Softly, without knowing that it was softly, he opened the door; softly, without knowing it was softly, he stepped to the hat-rack and took his black straw hat; softly, without knowing it was softly, he went out, and, unfaltering, hurried down the drive.
Three minutes later he appeared again, approaching the house faster than he had set forth.
He passed the hall door, ran up the stairs, and entered his wife’s room.
“Rose dear, Rose, can I do anything?”
Mrs. Barter put out her hand, a gleam of malice shot into her eyes. Through her set lips came a vague murmur, and the words:
“No, dear, nothing. Better go for your walk.”
Mr. Barter pressed his lips to her quivering hand, and backed from the room. Outside the door he struck at the air with his fist, and, running downstairs, was once more lost to sight. Faster and faster he walked, leaving the village behind, and among the country sights and sounds and scents—his nerves began to recover.

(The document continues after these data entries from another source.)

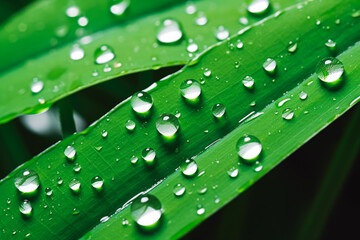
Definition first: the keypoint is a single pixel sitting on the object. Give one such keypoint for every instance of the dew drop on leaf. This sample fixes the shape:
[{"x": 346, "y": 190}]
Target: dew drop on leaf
[
  {"x": 25, "y": 208},
  {"x": 75, "y": 185},
  {"x": 27, "y": 181},
  {"x": 148, "y": 154},
  {"x": 190, "y": 89},
  {"x": 179, "y": 190},
  {"x": 70, "y": 153},
  {"x": 329, "y": 71},
  {"x": 97, "y": 183},
  {"x": 104, "y": 54},
  {"x": 167, "y": 124},
  {"x": 118, "y": 7},
  {"x": 258, "y": 7},
  {"x": 36, "y": 85},
  {"x": 269, "y": 65},
  {"x": 288, "y": 114},
  {"x": 169, "y": 32},
  {"x": 146, "y": 211},
  {"x": 222, "y": 33},
  {"x": 141, "y": 102},
  {"x": 249, "y": 148},
  {"x": 189, "y": 168},
  {"x": 218, "y": 110},
  {"x": 248, "y": 82}
]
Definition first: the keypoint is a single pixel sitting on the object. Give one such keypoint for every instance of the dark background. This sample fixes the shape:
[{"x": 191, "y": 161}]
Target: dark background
[{"x": 271, "y": 209}]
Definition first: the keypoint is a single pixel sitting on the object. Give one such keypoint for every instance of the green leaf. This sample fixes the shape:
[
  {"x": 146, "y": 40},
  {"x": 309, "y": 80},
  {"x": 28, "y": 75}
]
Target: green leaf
[
  {"x": 133, "y": 40},
  {"x": 109, "y": 157}
]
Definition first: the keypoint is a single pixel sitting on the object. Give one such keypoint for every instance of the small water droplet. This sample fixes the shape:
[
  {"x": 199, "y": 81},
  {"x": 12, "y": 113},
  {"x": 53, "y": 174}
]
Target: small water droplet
[
  {"x": 190, "y": 89},
  {"x": 189, "y": 168},
  {"x": 303, "y": 95},
  {"x": 330, "y": 71},
  {"x": 233, "y": 172},
  {"x": 25, "y": 208},
  {"x": 167, "y": 124},
  {"x": 169, "y": 32},
  {"x": 258, "y": 7},
  {"x": 75, "y": 185},
  {"x": 249, "y": 148},
  {"x": 141, "y": 102},
  {"x": 48, "y": 192},
  {"x": 77, "y": 53},
  {"x": 218, "y": 110},
  {"x": 288, "y": 114},
  {"x": 27, "y": 181},
  {"x": 118, "y": 7},
  {"x": 148, "y": 154},
  {"x": 36, "y": 85},
  {"x": 330, "y": 44},
  {"x": 222, "y": 33},
  {"x": 134, "y": 159},
  {"x": 130, "y": 125},
  {"x": 104, "y": 54},
  {"x": 146, "y": 211},
  {"x": 192, "y": 47},
  {"x": 179, "y": 190},
  {"x": 292, "y": 47},
  {"x": 70, "y": 153},
  {"x": 72, "y": 11},
  {"x": 269, "y": 65},
  {"x": 248, "y": 82},
  {"x": 97, "y": 183}
]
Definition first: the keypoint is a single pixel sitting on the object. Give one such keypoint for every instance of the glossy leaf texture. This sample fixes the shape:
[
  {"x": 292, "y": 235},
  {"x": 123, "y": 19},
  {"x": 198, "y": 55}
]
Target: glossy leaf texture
[
  {"x": 67, "y": 63},
  {"x": 106, "y": 148}
]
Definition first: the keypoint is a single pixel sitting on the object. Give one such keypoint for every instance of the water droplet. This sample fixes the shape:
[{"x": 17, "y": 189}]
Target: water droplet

He was able to think again of other things: of Cecil’s school report—far from satisfactory; of old Hermon in the village, whom he suspected of overdoing his bronchitis with an eye to port; of the return match with Coldingham, and his belief that their left-hand bowler only wanted “hitting”; of the new edition of hymn-books, and the slackness of the upper village in attending church—five households less honest and ductile than the rest, a foreign look about them, dark people, un-English. In thinking of these things he forgot what he wanted to forget; but hearing the sound of wheels, he entered a field as though to examine the crops until the vehicle had passed.
It was not Wilson, but it might have been, and at the next turning he unconsciously branched off the Cornmarket road.
It was noon when he came within sight of Coldingham, six miles from Worsted Skeynes. He would have enjoyed a glass of beer, but, unable to enter the public-house, he went into the churchyard instead. He sat down on a bench beneath a sycamore opposite the Winlow graves, for Coldingham was Lord Montrossor’s seat, and it was here that all the Winlows lay. Bees were busy above them in the branches, and Mr. Barter thought:
‘Beautiful site. We’ve nothing like this at Worsted Skeynes....’
But suddenly he found that he could not sit there and think. Suppose his wife were to die! It happened sometimes; the wife of John Tharp of Bletchingham had died in giving birth to her tenth child! His forehead was wet, and he wiped it. Casting an angry glance at the Winlow graves, he left the seat.
He went down by the further path, and came out on the green. A cricket-match was going on, and in spite of himself the Rector stopped. The Coldingham team were in the field. Mr. Barter watched. As he had thought, that left-hand bowler bowled a good pace, and “came in” from the off, but his length was poor, very poor! A determined batsman would soon knock him off! He moved into line with the wickets to see how much the fellow “came in,” and he grew so absorbed that he did not at first notice the Hon. Geoffrey Winlow in pads and a blue and green blazer, smoking a cigarette astride of a camp-stool.